Council opposes UWW budget cuts


Stephanie Abbott

By JAMES KATES / Capstone Managing Editor

The Whitewater Common Council on Tuesday unanimously approved a resolution decrying the effect of Gov. Scott Walker’s proposed budget cuts on the University of Wisconsin-Whitewater.

Walker proposes cutting $300 million from the UW System over the 2015-2017 biennium. UW-Whitewater would take a hit of $6.4 million to $8 million in each of those two years, said Councilmember Lynn Binnie, who co-sponsored the resolution with Councilmember Ken Kidd.

UWW is a “significant driver of economic development” and supports the “cultural climate” of Whitewater, Binnie said.

Kidd acknowledged that the council has no official say over the state budget, which must be approved by the Legislature before taking effect July 1.

“We understand that this is a symbolic gesture, but maybe if there are enough gestures of this type, we can reach critical mass,” Kidd said.

Councilmember Stephanie Abbott, who is active in Republican politics, expressed fears that the budget cuts would be a “huge hit” for the campus and said she hoped a more moderate approach would prevail.

Abbott, a UW-Whitewater graduate, credited the university for “much of what I am and have become.”

City Manager Cameron Clapper told the council that UW-Whitewater could “in theory” make up its budget shortfall by raising tuition $5,000 a year for all out-of-state students. UWW has a large number of students from Illinois.

However, there would certainly be “a drop in students coming from out of state” if the university raised tuition drastically, Clapper said. Also, a freeze on in-state tuition is likely to continue, further squeezing the UWW budget.

Regarding K-12 education, Clapper expressed disappointment that the budget would eliminate $150 per student in “categorical aid,” resulting in a $290,000 hit for the Whitewater Unified School District in the coming school year.

Meanwhile, Clapper told the council that Walker’s budget would have less drastic effects on the city’s finances. He expressed concern about a proposed moratorium on the state’s stewardship grant program, which supports land purchases by government and improvements to parks and recreation areas.

The budget would centralize property-tax assessment throughout the state by having assessments done by each county, rather than by cities, village and towns. Clapper said “open book” proceedings, which are informal reviews of disputed assessment values, still would be conducted locally.

Clapper and Common Council President Patrick Singer were in Madison on Wednesday to lobby for a “Partnership for Prosperity” sponsored by the League of Wisconsin Municipalities.

Municipalities have been stressed by state-imposed levy limits designed to hold down property taxes. The league’s plan calls for new state funding for job creation, levy limits indexed to inflation rather than just new construction, and increased transportation aids.
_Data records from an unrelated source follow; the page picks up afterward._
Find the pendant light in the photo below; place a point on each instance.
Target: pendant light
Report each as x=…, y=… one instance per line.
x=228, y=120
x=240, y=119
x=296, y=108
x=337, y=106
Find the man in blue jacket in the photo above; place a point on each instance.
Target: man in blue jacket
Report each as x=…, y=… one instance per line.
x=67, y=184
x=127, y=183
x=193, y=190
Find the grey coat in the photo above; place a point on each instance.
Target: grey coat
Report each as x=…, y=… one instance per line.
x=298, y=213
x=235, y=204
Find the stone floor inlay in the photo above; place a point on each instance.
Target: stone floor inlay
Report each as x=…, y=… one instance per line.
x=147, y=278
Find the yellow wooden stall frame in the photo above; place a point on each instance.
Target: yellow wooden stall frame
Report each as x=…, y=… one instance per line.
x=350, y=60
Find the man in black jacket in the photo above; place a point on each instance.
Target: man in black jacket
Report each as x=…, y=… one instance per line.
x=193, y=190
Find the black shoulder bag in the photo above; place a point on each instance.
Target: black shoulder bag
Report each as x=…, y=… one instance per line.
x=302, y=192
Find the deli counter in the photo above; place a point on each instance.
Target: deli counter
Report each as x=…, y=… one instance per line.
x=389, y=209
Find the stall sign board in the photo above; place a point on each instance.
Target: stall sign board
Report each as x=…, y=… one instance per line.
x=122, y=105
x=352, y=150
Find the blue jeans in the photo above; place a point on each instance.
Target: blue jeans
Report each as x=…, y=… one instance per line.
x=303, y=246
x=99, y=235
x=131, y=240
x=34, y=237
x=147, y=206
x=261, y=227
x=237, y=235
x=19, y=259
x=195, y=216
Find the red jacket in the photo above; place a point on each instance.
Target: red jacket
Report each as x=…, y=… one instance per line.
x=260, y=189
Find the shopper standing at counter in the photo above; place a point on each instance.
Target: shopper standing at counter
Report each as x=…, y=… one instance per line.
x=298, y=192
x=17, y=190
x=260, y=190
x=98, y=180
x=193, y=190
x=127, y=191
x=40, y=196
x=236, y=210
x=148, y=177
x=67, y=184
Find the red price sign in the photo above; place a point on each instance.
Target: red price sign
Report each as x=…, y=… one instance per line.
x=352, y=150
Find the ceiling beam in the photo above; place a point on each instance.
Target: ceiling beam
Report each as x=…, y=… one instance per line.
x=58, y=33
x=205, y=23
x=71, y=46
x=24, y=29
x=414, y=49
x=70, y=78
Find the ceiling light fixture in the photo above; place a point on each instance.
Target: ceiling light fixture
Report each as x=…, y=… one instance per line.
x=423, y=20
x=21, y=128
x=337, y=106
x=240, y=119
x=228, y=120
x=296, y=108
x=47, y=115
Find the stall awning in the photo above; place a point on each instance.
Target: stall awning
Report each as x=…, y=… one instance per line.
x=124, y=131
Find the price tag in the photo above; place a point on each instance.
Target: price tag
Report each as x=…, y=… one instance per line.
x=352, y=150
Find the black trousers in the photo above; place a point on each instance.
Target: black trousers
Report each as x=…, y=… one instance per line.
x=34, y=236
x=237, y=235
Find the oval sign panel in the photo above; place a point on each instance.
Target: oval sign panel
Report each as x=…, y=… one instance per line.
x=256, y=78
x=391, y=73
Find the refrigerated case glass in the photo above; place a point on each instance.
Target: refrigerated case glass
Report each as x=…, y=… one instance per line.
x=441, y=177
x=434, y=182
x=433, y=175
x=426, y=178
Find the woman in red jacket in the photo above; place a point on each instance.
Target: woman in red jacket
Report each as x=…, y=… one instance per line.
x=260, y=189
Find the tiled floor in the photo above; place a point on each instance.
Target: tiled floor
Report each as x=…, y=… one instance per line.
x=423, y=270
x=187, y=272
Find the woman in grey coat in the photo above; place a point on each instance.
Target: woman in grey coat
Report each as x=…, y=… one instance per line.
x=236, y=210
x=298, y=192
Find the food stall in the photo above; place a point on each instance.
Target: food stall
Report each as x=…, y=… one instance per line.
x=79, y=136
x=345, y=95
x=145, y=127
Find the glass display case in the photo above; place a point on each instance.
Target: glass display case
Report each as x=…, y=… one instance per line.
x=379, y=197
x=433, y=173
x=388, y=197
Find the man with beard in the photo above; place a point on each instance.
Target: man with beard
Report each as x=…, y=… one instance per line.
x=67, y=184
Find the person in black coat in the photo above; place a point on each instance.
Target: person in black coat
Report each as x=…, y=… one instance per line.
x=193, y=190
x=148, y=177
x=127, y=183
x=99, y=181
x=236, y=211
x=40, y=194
In other action Tuesday, the council:

  • Approved an agreement allowing the Wisconsin Independent Network to use city-owned conduits along Main Street for fiber-optic cable.
  • Endorsed a pact with UW-Whitewater to give the university access to the city’s emergency operations center in the event of a devastating emergency that required university police to relocate off campus.
  • Approved a $20,000 contract with Strand Associates to oversee design and construction of an improved handicap-access ramp at the downtown armory. The current ramp does not meet the requirements of the Americans With Disabilities Act. The armory stairs also would be repaired. The entire project is expected to cost about $100,000.